Docker is a powerful container platform originally designed for Linux, but quickly became popular enough to receive native support on Windows. I first read Docker training material that took more of a Linux-first approach and loved what I saw. However my day-to-day work is still typically Microsoft/Azure stack so I was looking for a good book that takes on the nuances of working with Docker in a Windows or Azure environment.
I found Docker on Windows: From 101 to Production with Docker on Windows by Elton Stoneman to be really helpful for that purpose. This post is my quick review of the 1st edition.
Note: The second edition of this book is now available (link) — it was published around the time I was reading the 1st edition and I just missed it. The thoughts in this post reflect the 1st edition.
About the book
Stoneman covers quite a few Docker concepts in the book, but I found the most helpful information to be focused in these areas:
- How to package and run docker containers on Windows platforms.
- How to convert an existing .NET Framework-stack web application into a containerized solution.
- The differences in working with .NET Framework and .NET Core based application containers.
- What makes an application a good Docker citizen? Or how to design with a container-first approach.
- How to create distributed applications using Docker Swarm.
- Continuous Integration and Continuous Deployment with Docker (using containers as your pipeline).
- Docker platform/container security.
The following is some additional context around my favorite sections.
Good Docker Citizens
The book helps to explain what makes a good Docker citizen. The key takeaway is that the application makes very few assumptions about the system its running on, and only uses the basic functionality that all operating systems support (file system, networking, environment variables, and the console).

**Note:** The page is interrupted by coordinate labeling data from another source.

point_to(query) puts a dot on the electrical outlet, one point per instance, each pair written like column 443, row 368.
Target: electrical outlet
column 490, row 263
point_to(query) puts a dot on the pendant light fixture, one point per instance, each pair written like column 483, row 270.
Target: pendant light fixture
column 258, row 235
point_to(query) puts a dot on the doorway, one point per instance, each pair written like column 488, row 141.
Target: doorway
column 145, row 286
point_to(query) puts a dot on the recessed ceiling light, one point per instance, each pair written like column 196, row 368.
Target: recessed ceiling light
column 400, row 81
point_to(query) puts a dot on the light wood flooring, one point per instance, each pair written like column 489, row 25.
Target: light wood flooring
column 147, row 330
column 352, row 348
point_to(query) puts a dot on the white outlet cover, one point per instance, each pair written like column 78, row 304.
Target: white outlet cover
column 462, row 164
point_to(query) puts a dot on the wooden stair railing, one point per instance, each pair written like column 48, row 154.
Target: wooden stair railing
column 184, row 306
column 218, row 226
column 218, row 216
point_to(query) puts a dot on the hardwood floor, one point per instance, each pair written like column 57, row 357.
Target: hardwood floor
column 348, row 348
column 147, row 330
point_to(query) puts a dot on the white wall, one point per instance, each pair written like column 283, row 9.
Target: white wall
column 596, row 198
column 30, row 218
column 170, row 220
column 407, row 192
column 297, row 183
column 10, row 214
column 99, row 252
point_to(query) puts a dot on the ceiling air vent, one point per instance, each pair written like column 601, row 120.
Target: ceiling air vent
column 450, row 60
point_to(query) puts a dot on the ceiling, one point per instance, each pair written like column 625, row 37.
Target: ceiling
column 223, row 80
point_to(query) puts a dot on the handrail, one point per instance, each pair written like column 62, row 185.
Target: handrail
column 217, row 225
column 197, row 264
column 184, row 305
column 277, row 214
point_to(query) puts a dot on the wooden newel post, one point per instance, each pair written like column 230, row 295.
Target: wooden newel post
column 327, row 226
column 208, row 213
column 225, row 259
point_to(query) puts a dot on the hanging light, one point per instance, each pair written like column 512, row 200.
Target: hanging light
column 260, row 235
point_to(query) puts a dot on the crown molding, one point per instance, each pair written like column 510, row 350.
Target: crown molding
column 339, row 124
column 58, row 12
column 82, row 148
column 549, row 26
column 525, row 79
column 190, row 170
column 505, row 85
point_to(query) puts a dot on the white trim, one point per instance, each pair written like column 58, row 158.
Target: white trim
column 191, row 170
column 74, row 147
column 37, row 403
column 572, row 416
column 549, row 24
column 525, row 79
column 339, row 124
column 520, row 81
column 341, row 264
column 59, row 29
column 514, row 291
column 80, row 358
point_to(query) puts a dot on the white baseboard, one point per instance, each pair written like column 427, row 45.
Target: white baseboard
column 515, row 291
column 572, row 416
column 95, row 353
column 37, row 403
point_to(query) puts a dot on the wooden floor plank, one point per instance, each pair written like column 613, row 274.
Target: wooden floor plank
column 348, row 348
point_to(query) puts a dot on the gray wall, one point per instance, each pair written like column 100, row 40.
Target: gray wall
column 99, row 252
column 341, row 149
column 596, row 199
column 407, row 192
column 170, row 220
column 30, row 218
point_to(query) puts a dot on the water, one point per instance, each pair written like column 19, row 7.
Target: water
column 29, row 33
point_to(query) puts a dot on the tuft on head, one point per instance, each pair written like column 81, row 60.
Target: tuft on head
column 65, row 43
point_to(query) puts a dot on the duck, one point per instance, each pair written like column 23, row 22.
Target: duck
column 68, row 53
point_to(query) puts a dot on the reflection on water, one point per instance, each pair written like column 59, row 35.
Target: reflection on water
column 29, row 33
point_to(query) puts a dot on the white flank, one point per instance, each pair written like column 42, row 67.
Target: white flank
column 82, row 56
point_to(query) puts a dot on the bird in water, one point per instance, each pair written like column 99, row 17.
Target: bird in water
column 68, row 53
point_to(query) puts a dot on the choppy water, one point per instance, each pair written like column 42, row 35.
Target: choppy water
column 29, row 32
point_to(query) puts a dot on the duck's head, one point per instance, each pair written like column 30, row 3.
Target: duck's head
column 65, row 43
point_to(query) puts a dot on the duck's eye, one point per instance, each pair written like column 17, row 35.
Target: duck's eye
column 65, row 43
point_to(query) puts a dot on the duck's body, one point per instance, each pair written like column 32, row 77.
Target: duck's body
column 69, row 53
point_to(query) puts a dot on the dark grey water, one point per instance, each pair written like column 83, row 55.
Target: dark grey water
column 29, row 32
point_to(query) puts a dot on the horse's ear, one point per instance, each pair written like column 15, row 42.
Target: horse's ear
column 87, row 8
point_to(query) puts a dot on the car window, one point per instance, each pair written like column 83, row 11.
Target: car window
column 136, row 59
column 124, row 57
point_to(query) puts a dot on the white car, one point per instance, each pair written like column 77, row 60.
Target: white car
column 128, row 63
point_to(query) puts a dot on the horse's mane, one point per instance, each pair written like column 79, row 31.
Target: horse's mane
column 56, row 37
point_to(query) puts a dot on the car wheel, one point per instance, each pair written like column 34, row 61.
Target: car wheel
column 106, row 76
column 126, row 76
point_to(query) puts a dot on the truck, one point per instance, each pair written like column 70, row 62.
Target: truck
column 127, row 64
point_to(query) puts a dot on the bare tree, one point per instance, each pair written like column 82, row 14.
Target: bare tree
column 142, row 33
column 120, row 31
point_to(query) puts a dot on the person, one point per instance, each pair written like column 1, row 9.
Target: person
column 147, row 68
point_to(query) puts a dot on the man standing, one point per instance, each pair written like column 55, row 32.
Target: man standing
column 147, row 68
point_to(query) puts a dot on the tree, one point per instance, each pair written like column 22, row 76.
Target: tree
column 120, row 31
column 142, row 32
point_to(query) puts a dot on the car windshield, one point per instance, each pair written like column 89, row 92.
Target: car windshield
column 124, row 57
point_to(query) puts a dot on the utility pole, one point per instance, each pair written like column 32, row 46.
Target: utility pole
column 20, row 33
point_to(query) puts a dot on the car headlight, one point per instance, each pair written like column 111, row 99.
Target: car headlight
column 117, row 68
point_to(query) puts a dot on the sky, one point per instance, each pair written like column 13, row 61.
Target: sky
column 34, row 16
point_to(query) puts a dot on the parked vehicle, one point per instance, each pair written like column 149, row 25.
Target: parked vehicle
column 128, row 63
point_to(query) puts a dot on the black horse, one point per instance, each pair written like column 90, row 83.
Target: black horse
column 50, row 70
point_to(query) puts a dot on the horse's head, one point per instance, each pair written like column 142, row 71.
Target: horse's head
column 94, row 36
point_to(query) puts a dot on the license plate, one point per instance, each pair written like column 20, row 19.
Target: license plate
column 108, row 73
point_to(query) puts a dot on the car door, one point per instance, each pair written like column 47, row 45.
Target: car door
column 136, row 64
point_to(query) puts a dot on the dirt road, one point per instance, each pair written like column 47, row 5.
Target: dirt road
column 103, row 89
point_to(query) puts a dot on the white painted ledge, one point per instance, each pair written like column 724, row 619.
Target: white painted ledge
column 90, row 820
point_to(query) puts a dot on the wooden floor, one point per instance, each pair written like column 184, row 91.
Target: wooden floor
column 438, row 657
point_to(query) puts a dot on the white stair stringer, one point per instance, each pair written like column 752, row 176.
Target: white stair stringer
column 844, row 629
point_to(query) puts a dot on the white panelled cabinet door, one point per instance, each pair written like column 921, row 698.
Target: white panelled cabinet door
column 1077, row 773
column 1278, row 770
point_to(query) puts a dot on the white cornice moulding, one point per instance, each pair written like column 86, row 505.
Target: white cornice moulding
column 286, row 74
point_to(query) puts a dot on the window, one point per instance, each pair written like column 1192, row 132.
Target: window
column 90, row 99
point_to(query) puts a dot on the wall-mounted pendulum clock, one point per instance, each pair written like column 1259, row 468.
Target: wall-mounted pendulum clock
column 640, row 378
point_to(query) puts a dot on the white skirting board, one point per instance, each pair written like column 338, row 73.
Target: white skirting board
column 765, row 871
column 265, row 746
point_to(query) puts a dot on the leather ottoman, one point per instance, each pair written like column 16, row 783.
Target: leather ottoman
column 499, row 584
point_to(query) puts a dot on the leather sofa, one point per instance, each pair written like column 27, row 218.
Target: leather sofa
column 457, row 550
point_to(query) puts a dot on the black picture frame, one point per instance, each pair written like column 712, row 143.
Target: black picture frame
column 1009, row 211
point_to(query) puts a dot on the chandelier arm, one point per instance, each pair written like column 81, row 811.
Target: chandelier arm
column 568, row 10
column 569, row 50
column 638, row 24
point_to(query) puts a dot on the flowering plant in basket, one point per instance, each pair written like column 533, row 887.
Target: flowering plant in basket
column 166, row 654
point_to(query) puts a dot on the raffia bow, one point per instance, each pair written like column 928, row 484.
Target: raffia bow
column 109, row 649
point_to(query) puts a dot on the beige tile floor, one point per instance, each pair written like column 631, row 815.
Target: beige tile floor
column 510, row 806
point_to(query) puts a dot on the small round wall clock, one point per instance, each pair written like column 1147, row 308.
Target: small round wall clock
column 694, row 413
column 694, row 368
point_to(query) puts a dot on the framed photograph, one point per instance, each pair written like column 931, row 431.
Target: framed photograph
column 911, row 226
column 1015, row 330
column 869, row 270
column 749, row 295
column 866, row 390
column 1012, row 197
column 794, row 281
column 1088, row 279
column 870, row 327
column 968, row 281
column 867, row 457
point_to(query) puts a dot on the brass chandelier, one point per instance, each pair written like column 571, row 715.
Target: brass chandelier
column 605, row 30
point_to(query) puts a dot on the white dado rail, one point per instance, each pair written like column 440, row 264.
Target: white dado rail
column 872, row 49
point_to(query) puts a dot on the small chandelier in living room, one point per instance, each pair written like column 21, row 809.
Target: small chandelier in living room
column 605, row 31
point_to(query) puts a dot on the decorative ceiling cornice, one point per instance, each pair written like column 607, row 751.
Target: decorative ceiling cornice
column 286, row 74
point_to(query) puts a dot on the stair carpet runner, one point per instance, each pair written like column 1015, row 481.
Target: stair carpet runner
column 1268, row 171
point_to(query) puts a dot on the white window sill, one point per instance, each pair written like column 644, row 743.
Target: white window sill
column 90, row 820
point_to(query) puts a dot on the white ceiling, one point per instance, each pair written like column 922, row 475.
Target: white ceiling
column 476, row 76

Your containers should only do one thing (ex: microservice model). One process running in the container, performing one application specific task. Application settings should be stored in environment variables. Application logs and errors are expected on the console output and error streams.
In .NET you can meet these requires by running a console application. This is why .NET Core applications run as console applications, so they can be easily be containerized.
Distributed Docker Applications
The chapters on Docker Compose and Docker Swarm were really helpful because they walk through building a distributed application. For example how to organize your Docker compose file and working with multiple environments (Dev, PPE, Prod, etc). How to work with Docker stacks. How to manage application code updates and deployments. The material on networking and service discovery was key to understanding how to design an application with Docker in mind.
He also briefly covers other offerings available beyond Docker Swarm. For example describing the cloud offerings from AWS, Azure, and GCP and their container orchestration options.
Docker Isolation and Security
The book provides easy-to-understand descriptions of how Docker container isolation works in Windows and how it differs from Linux. Specifically under normal isolation and Hyper-V (extended isolation) modes. He covers user process / execution context as well, which leads to some great recommendations for securing your containers.
There are also sections completely devoted to handling Windows Updates– both for the containers and the hosts, and how to perform downtime-free security updates in a distributed application.
Docker on Windows: From 101 to Production is a fantastic read for anyone looking to run Docker in a Windows or .NET stack environment. I appreciate how much attention was given towards the benefits of .NET core and the great information for building distributed applications.